- Coat of arms
- Coordinates (Dobrzany): 53°21′31″N 15°25′34″E﻿ / ﻿53.35861°N 15.42611°E
- Country: Poland
- Voivodeship: West Pomeranian
- County: Stargard
- Seat: Dobrzany

Area
- • Total: 135.12 km^{2} (52.17 sq mi)

Population (2006)
- • Total: 5,073
- • Density: 38/km^{2} (97/sq mi)
- • Urban: 2,420
- • Rural: 2,653
- Website: http://www.dobrzany.pl/

= Gmina Dobrzany =

Gmina Dobrzany is an urban-rural gmina (administrative district) in Stargard County, West Pomeranian Voivodeship, in north-western Poland. Its seat is the town of Dobrzany, which lies approximately 27 km east of Stargard and 57 km east of the regional capital Szczecin.

The Gmina covers an area of 135.12 km2 and, as of 2006, had a total population of 5,073 (of which 2,420 lived in Dobrzany and 2,653 in the rural areas).

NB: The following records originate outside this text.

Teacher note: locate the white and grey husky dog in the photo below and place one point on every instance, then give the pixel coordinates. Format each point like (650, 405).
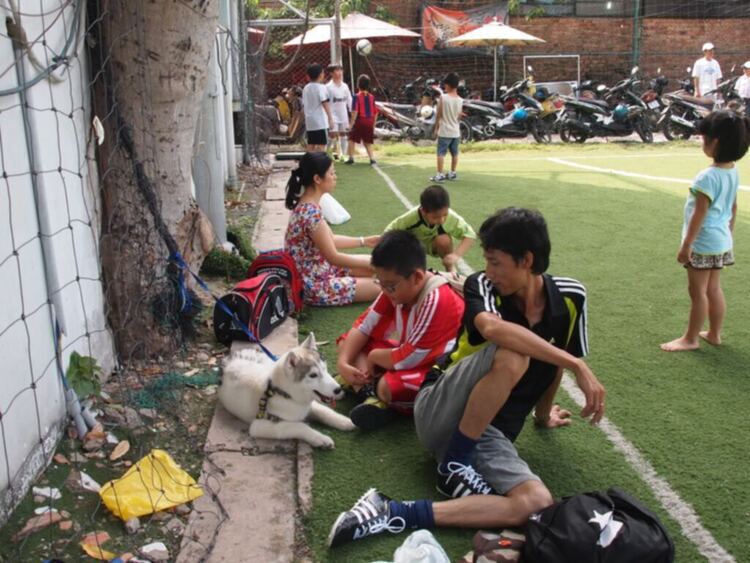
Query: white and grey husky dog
(276, 398)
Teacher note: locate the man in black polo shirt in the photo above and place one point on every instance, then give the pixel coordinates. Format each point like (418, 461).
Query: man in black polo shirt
(521, 329)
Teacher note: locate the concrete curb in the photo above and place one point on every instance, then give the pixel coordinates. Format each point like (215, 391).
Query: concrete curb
(256, 491)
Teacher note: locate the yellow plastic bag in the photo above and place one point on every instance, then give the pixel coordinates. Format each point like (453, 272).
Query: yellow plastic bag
(155, 483)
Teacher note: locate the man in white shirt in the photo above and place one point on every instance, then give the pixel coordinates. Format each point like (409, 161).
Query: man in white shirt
(706, 71)
(743, 87)
(340, 98)
(317, 109)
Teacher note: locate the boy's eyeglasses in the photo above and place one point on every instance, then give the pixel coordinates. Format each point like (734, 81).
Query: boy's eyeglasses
(387, 287)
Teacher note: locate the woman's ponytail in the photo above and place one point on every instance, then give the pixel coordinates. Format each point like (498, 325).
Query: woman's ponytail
(294, 189)
(310, 165)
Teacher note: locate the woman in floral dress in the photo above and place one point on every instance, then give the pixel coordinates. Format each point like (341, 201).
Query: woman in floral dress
(330, 276)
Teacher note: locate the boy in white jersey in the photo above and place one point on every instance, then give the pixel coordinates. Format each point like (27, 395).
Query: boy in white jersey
(447, 127)
(340, 98)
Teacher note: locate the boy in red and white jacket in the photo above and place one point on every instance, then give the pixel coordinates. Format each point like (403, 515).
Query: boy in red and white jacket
(393, 344)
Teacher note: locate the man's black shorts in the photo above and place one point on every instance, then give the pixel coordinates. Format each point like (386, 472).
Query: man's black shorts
(317, 137)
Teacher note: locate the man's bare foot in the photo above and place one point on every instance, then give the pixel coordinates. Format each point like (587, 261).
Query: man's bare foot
(710, 338)
(681, 344)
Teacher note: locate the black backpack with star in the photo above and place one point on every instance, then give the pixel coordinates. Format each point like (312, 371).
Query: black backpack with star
(598, 527)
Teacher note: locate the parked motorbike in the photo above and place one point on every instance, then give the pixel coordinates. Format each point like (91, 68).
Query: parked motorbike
(652, 97)
(587, 117)
(683, 111)
(404, 121)
(517, 114)
(679, 120)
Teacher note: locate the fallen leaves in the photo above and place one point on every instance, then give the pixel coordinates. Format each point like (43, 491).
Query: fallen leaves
(60, 459)
(120, 450)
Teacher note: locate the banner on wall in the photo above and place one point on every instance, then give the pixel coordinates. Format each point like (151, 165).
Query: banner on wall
(439, 24)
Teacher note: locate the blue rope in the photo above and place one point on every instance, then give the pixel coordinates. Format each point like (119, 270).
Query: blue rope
(176, 257)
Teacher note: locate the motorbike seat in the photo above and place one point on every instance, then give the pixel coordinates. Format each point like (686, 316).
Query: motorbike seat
(601, 103)
(707, 103)
(400, 107)
(492, 105)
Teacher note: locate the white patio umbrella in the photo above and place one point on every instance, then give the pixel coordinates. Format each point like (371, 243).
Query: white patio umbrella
(494, 34)
(354, 27)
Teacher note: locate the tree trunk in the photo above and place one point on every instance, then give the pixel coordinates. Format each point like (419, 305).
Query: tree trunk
(151, 60)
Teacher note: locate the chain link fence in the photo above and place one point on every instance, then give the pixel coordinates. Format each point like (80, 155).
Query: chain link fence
(99, 105)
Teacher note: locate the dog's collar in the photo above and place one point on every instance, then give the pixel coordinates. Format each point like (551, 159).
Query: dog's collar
(263, 403)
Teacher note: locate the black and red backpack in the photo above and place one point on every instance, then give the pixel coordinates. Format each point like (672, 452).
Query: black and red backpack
(280, 263)
(258, 304)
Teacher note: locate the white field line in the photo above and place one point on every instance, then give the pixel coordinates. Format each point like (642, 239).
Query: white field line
(462, 266)
(627, 174)
(483, 157)
(677, 508)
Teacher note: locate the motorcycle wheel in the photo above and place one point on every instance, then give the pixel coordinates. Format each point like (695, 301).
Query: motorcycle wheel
(383, 123)
(672, 131)
(465, 129)
(540, 133)
(644, 131)
(415, 133)
(570, 135)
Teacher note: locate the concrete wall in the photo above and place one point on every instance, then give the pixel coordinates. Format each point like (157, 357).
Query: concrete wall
(49, 232)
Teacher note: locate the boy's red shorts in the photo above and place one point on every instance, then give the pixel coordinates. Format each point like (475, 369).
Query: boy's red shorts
(403, 384)
(362, 132)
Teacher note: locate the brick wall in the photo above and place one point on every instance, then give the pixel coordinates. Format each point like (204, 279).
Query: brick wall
(605, 46)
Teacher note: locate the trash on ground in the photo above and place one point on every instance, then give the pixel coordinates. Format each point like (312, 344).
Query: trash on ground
(44, 509)
(420, 547)
(47, 492)
(81, 482)
(36, 523)
(132, 525)
(97, 552)
(155, 552)
(154, 483)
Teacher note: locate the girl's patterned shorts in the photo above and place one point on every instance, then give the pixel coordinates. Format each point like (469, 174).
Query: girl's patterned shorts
(711, 261)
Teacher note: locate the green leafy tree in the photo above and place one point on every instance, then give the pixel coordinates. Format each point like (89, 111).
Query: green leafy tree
(83, 375)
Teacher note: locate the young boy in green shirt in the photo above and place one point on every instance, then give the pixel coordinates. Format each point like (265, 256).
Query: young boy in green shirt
(437, 226)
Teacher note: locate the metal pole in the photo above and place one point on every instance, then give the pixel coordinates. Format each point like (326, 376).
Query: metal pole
(244, 97)
(636, 32)
(336, 37)
(494, 82)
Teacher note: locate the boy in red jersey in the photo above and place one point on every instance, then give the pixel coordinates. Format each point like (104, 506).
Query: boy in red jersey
(362, 123)
(423, 313)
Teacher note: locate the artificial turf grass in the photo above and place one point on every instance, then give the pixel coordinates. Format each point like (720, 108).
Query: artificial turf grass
(635, 289)
(677, 409)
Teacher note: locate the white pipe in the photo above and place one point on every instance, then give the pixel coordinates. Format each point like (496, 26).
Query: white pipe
(351, 68)
(494, 66)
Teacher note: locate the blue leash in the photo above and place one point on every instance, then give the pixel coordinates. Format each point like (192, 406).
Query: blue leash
(176, 257)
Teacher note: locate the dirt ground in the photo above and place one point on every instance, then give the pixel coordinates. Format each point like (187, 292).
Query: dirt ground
(167, 404)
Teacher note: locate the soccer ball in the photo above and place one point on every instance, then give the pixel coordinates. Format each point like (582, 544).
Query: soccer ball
(426, 112)
(364, 47)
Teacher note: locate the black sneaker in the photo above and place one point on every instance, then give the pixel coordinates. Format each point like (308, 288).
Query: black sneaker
(458, 480)
(371, 414)
(369, 516)
(364, 393)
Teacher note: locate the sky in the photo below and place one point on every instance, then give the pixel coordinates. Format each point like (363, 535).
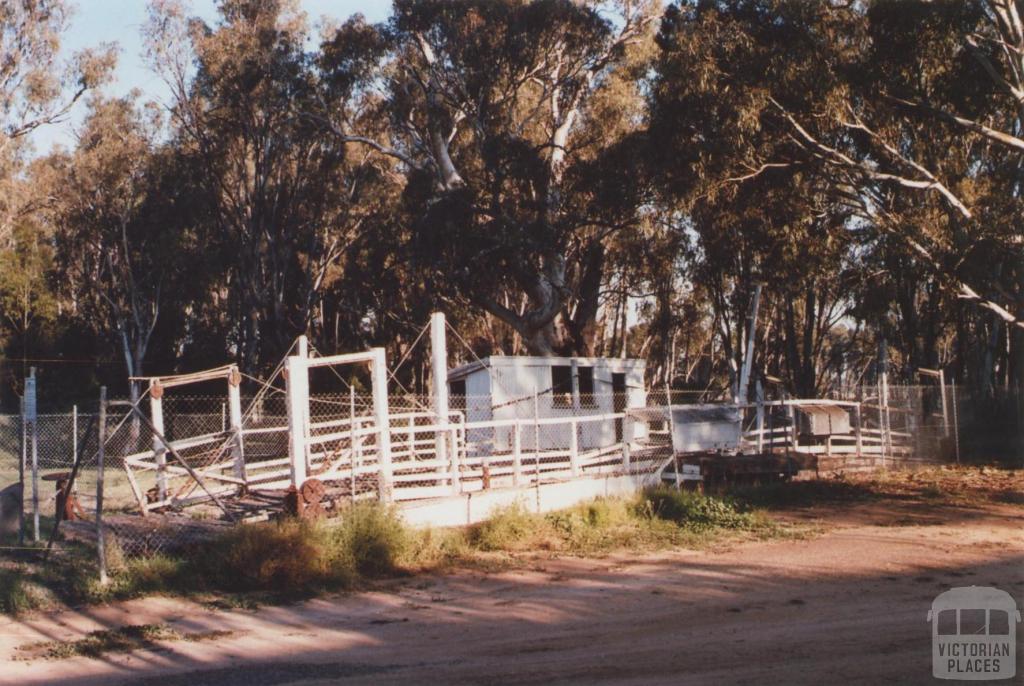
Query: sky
(121, 22)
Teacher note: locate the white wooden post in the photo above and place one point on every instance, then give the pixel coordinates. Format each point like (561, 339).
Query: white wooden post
(298, 395)
(411, 437)
(74, 443)
(159, 449)
(752, 325)
(516, 454)
(32, 416)
(759, 391)
(945, 411)
(383, 419)
(952, 391)
(857, 432)
(235, 402)
(794, 428)
(537, 435)
(573, 448)
(882, 420)
(100, 440)
(574, 383)
(438, 376)
(627, 440)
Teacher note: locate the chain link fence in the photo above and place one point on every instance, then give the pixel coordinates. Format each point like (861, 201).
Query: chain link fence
(482, 444)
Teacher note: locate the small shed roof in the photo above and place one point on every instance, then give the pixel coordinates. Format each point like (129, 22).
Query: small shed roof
(493, 361)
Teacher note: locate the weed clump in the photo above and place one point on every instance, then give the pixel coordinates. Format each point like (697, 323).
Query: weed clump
(507, 528)
(18, 594)
(696, 511)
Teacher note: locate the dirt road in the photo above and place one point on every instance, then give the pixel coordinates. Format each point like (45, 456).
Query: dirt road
(847, 606)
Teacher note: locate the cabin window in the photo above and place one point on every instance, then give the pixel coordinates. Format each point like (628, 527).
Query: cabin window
(947, 623)
(972, 622)
(561, 386)
(457, 387)
(998, 623)
(585, 377)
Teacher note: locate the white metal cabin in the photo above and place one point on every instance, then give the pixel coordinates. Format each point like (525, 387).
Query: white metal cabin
(503, 387)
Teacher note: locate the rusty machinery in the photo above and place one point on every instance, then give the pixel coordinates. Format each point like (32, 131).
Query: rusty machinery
(306, 502)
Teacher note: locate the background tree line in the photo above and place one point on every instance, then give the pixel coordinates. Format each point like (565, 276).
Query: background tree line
(596, 178)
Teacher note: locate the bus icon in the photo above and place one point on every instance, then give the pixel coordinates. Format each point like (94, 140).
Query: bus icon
(974, 634)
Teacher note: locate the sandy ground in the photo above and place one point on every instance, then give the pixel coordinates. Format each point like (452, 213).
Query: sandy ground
(848, 606)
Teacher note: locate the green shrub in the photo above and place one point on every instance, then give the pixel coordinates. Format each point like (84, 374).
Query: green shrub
(371, 538)
(290, 556)
(16, 593)
(507, 527)
(694, 510)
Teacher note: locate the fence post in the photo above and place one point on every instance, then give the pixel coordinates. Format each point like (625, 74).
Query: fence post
(382, 417)
(627, 439)
(761, 423)
(74, 434)
(235, 402)
(100, 439)
(857, 431)
(159, 449)
(516, 454)
(297, 383)
(537, 436)
(23, 458)
(351, 440)
(573, 448)
(438, 380)
(792, 411)
(952, 391)
(33, 417)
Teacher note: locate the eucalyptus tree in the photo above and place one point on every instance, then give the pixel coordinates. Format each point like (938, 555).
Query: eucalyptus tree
(36, 88)
(852, 102)
(283, 203)
(491, 112)
(121, 256)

The gmina includes part of the protected Ińsko Landscape Park.

==Villages==
Apart from the town of Dobrzany, Gmina Dobrzany contains the villages and settlements of Biała, Błotno, Bytowo, Dolice, Grabnica, Kępno, Kielno, Kozy, Krzemień, Lutkowo, Mosina, Odargowo, Ognica, Okole, Sierakowo and Szadzko.

==Neighbouring gminas==
Gmina Dobrzany is bordered by the gminas of Chociwel, Drawsko Pomorskie, Ińsko, Kalisz Pomorski, Marianowo, Recz and Suchań.